You can engage with DXWG via github, the w3c meetings and minutes, the mailing lists, and provide feedback.
Robert Stevens introduced the panel. He stated that one of the reason he likes this network is its diversity. Panellists: Helen Lippell, Allison Gardener, Melanie Courtot, and Peter Andras. The general area for discussion is: in the era of Big Data and I, what type of knowledge representation do we need?
Melanie Courtot: It depends on what you’re calling KR… Ontologies are time consuming and take a lot of time, and they’re typically not funded. If we’re talking about KR other than ontologies, then you want to ensure that you keep any KR solution lightweight. She liked that a lot of the talks were very practically oriented.
Helen Lippell: She doesn’t work on funded projects at the moment, but instead going into private sector companies. They have lots of projects on personalization and content filtering. You can’t really do these things without ontologies / domain models / terminologies, and without ensuring these are all referring to the same thing.

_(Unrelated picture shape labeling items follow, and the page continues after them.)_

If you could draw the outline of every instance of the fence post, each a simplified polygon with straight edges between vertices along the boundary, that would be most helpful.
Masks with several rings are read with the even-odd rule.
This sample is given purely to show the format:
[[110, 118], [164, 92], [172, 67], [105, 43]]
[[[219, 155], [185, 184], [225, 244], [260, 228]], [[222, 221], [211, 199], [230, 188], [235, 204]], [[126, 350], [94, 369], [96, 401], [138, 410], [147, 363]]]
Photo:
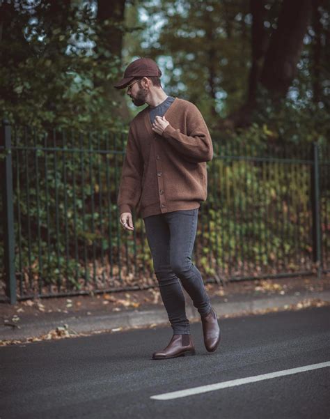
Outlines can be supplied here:
[[1, 159], [3, 225], [4, 240], [4, 268], [6, 294], [10, 304], [16, 303], [16, 278], [15, 275], [15, 230], [13, 202], [13, 161], [11, 129], [8, 121], [2, 121], [0, 146], [4, 147], [4, 159]]
[[313, 144], [312, 167], [312, 214], [313, 214], [313, 257], [317, 266], [317, 278], [322, 275], [322, 240], [320, 206], [320, 155], [319, 145]]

She’s like to see more people in the private sector working with ontologies – shouldn’t be just academics – go out and spread your knowledge!
Allison Gardener: From the POV of a biologist coming into Computer Science, she’s primarily concerned with high quality data rather than just lots of data. What features she chose and how she defined these features was really important. Further, how you define a person (and their personal data) would determine how they are treated in a medical environment. Ontologies are really important in the context of Big Data.

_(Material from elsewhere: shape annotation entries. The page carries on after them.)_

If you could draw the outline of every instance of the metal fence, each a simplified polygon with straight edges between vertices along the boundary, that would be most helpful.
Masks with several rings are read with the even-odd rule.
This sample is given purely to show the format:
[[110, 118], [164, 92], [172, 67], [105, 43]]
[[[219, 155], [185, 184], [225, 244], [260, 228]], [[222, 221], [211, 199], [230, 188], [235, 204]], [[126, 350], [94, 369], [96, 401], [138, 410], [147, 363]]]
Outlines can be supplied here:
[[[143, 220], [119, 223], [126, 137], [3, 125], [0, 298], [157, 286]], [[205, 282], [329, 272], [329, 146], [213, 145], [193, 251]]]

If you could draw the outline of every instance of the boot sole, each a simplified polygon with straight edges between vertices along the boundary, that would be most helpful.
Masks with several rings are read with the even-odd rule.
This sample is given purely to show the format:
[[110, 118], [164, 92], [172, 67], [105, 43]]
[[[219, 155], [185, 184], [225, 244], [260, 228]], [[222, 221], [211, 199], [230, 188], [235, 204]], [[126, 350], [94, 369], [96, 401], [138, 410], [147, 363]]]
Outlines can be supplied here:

Peter Andras: If you look how KR works in the context of Image Analysis – transformation of images and fed into a Neural Network – you get statistical irregularities in the data space. Your KR should look at these irregularities and structure those in a sensible way that you can use for reasoning. This works for images, but is more difficult / much less clear when you’re looking at text instead. However, if you can add semantics into the text data, perhaps you can more meaningfully derive what transformations make sense to get those high quality irregularities from your analysis. Sociologists have several million documents of transcribed text from interviews – how you analyse this, and get out a meaningful representation of the information contained therein, is difficult and ontologies could be helpful. How can you structure theories and sociological methodologies such that you add more semantics?
Q: Have ontologies over-promised? Did we think it could do more than it has turned out that it could do? Melanie: What are we trying to do here? Trying to make sense of a big bunch of data… As long as the tools work, it doesn’t really matter if we don’t use ontologies. Phil: “Perfection is the enemy of the good.” Peter: There hasn’t been really an over-hype problem. Perhaps you’ll see the development of fewer handcrafted ontologies and more automated ontologies via statistical patterns. But what kind of logic should we use? Alternative measures of logic might apply more – the weighting of logic changes.
Please note that this post is merely my notes on the presentation. I may have made mistakes: these notes are not guaranteed to be correct. Unless explicitly stated, they represent neither my opinions nor the opinions of my employers. Any errors you can assume to be mine and not the speaker’s. I’m happy to correct any errors you may spot – just let me know!